Launch of Women’s Mentoring Programme

Students from Auckland Law School's women's mentoring programme

In celebration of International Women’s Day in March, this edition’s Faculty Focus showcases the Law School’s Women’s Mentoring Programme.

In 2019, the Law School piloted a Women’s Mentoring Programme for senior female LLB students. Run throughout the second semester 2019, with 25 pairs of mentors and mentees, the programme was such a great success that we’ve expanded it to 50 pairs for 2020. We’ll now run it for the entire academic year.

Participants are matched with alumni and friends of the Law School. These mentors are successful women who have five or more years of experience in a variety of industries. The key objective of the programme is to offer a professional development opportunity and provide mentees with the chance to benefit from their mentor’s experience and industry knowledge.

The programme has been spearheaded by Pro-Chancellor Cecilia Tarrant, who has run a similar programme at the Business School for the past 10 years. The value of mentoring for women is well documented. There are various mentoring initiatives within the legal industry for young practising lawyers, and we recognised the potential of a programme specifically for female students. One of the many benefits of our new programme is that mentors don’t just come from law firms but also from a wide variety of other sectors, including finance, international relations, marketing, and not-for-profits. We’ll also support students in their careers as they transition into their first graduate role.

The response to last year’s programme was fantastic. The feedback from mentees revealed that the students found it to be an invaluable opportunity to develop relationships with the amazing mentors. We look forward to the growth of the programme and supporting more of our phenomenal female students as they move into their careers.

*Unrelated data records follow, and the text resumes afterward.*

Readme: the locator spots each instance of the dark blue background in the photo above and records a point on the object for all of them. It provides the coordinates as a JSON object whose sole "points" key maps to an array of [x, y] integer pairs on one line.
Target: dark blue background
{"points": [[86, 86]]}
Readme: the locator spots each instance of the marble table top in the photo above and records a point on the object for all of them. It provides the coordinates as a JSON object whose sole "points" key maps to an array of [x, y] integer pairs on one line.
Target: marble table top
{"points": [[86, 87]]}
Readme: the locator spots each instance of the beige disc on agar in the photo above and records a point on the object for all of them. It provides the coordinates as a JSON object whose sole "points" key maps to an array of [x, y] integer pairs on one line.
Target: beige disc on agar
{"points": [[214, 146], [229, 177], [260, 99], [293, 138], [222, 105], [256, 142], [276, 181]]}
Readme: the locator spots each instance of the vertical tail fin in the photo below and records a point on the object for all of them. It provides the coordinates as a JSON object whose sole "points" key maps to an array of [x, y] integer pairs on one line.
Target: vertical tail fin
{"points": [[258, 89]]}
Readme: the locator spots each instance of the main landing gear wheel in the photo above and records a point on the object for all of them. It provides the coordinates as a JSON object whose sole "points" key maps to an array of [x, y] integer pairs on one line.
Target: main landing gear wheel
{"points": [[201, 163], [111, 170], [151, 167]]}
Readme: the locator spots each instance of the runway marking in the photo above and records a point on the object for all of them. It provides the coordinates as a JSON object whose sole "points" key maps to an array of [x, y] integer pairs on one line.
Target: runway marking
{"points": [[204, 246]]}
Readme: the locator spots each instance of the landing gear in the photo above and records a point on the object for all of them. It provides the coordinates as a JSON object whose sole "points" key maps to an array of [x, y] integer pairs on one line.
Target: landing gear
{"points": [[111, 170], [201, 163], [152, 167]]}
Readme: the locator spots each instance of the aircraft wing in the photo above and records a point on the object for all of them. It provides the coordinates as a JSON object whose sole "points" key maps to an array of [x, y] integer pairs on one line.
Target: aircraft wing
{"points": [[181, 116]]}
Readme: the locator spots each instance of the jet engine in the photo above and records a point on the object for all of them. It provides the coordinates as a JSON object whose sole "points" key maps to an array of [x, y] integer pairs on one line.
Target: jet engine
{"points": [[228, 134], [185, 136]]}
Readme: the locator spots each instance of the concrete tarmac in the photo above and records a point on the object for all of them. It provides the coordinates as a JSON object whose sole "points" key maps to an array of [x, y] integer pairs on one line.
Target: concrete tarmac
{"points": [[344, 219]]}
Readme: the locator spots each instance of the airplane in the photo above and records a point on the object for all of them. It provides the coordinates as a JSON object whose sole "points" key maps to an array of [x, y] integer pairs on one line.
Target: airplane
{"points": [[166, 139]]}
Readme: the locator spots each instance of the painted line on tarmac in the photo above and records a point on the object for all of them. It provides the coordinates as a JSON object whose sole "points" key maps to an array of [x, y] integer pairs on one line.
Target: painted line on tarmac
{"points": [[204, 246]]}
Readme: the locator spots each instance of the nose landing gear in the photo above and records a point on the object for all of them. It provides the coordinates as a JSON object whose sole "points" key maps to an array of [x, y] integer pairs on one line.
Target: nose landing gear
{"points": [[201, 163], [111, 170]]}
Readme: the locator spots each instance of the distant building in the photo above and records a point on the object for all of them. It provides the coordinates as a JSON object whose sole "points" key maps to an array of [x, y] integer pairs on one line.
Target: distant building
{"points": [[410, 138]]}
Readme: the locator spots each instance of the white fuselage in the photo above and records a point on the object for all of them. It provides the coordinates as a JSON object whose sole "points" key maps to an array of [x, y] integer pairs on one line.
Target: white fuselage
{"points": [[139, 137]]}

Equal Justice Project: Students delivering justice for all

Justice for all graffiti

The Equal Justice Project (EJP) is a student-driven charity. We use the knowledge and legal skills of volunteering Law School students to promote a culture of inclusivity, equality and easy access to justice for all citizens of Aotearoa New Zealand. EJP is comprised of four teams, each contributing to social justice in their respective capacities.

Pro Bono

The Pro Bono team prides itself on providing analytical support and academic research to practitioners, academics, interested organisations, and community groups that share the values and aims of EJP. The main project for Pro Bono in 2019 was the Save Our Unique Landscape (SOUL) Campaign, relating to the acquisition and intended development of Ihumātao by Fletcher Building Ltd.


The Access team focuses on extending the school outreach programme, with a particular emphasis on lower decile schools. A recent event focusing on the Zero Carbon Bill was a resounding success. We hosted a packed theatre of students and members of the public, who aired a diverse range of perspectives and insights.


The Community team assists community law centres and other community facilities around Auckland. Volunteer students can apply their legal skills in real world settings, helping our most vulnerable citizens who can’t afford representation or legal assistance.


The Communications team is the media hub of EJP, focusing mainly on social media. It works hard to bring to light current social issues by writing opinion pieces and academic articles, and working on bill submissions to Parliament. This year we have covered a wide range of topics, including climate change, pay transparency, drug law reform, hate speech, and Oranga Tamariki.

The Malosi Project

Students from the Malosi Project

Named after their patron, Judge Ida Malosi, the Malosi Project (MP) is a student-volunteer association made up of prospective Māori and Pasifika law students who wish to give back to communities.

Together with the collective vision of founders Dylan Asafo and Irene Vano, Malosi work with around ten low decile schools. The students run workshops covering academic skills, a future in law as a Māori or Pasifika student, Brown Empowerment and more. One of the newer initiatives, the Malosi Mooting Competition, aims to encourage the presence of community and to develop one of the skills that Malosi are known for: oratory.

Malosi also work with community organisations such as the Pacific Lawyers Association, the Ministry for Pacific Peoples, and the Waitematā Community Law Centre to create Family Protection Legal Aid for the Tongan community.